L’idée que tout échange est de la nature d’un transfert de biens finis entre deux
individus5 est tellement ancrée dans les esprits, qu’il est extrêmement difficile d’accepter
l’idée qu’il peut en être autrement, et qu’en raison même de ce que nos économies sont
monétaires, il n’y a pas à proprement parler d’échanges relatifs, ou si l’on préfère de transferts
d’objets entre les individus. Une question se pose : un paiement monétaire peut-il être
assimilé à un transfert de deux richesses séparées qui seraient déterminées indépendamment
l’une de l’autre dans des espaces qui leurs seraient propres ? Si la réponse est positive, alors
on peut dire qu’un paiement monétaire est de la nature d’un troc. Pourtant, si un bien
s’interpose dans le troc entre deux biens ou services cela suppose que les échangistes
s’accordent non seulement sur l’équivalence entre les quantités de biens transférées, mais
aussi sur le rapport quantitatif entre chacun des biens et le bien intermédiaire. C’est dire que le
transfert de biens et services suppose une unité de compte et que les objets transférés
indirectement soient mesurés séparément dans cette même unité.
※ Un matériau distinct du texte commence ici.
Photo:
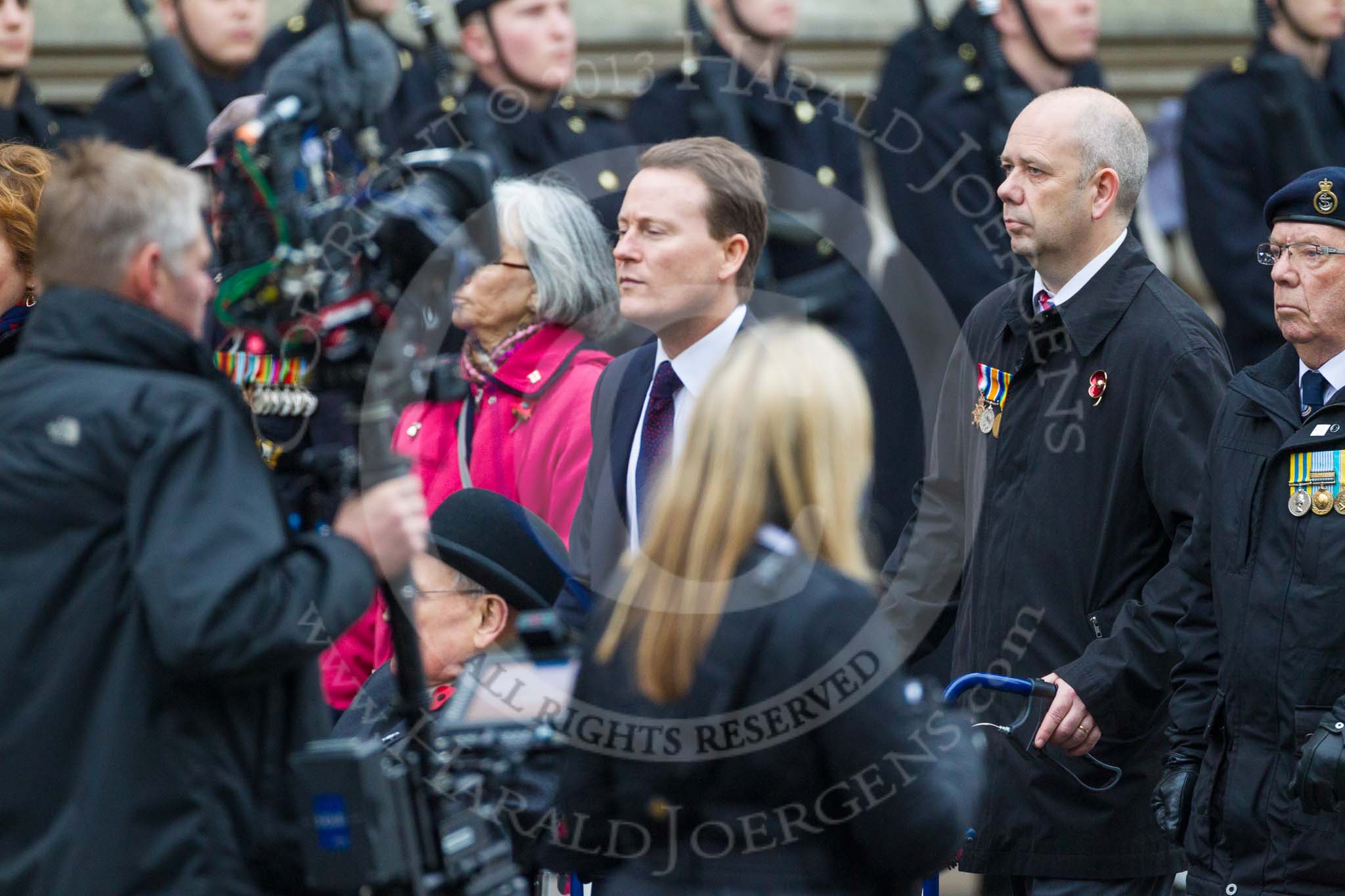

Or, dès l’instant où l’unité
de compte est acceptée par une collectivité dans laquelle règne un certain état de la division
du travail, il nait sous une forme ou une autre un système monétaire qui répond au système de
production. Keynes écrivait ainsi : « L’Âge de la Monnaie a succédé à l’Âge du Troc aussitôt
5 « Il est bon de remarquer qu’un produit terminé offre, dés cet instant, un débouché à d’autres produits pour un
montant de sa valeur. » (Say, 1803/1972 p. 140).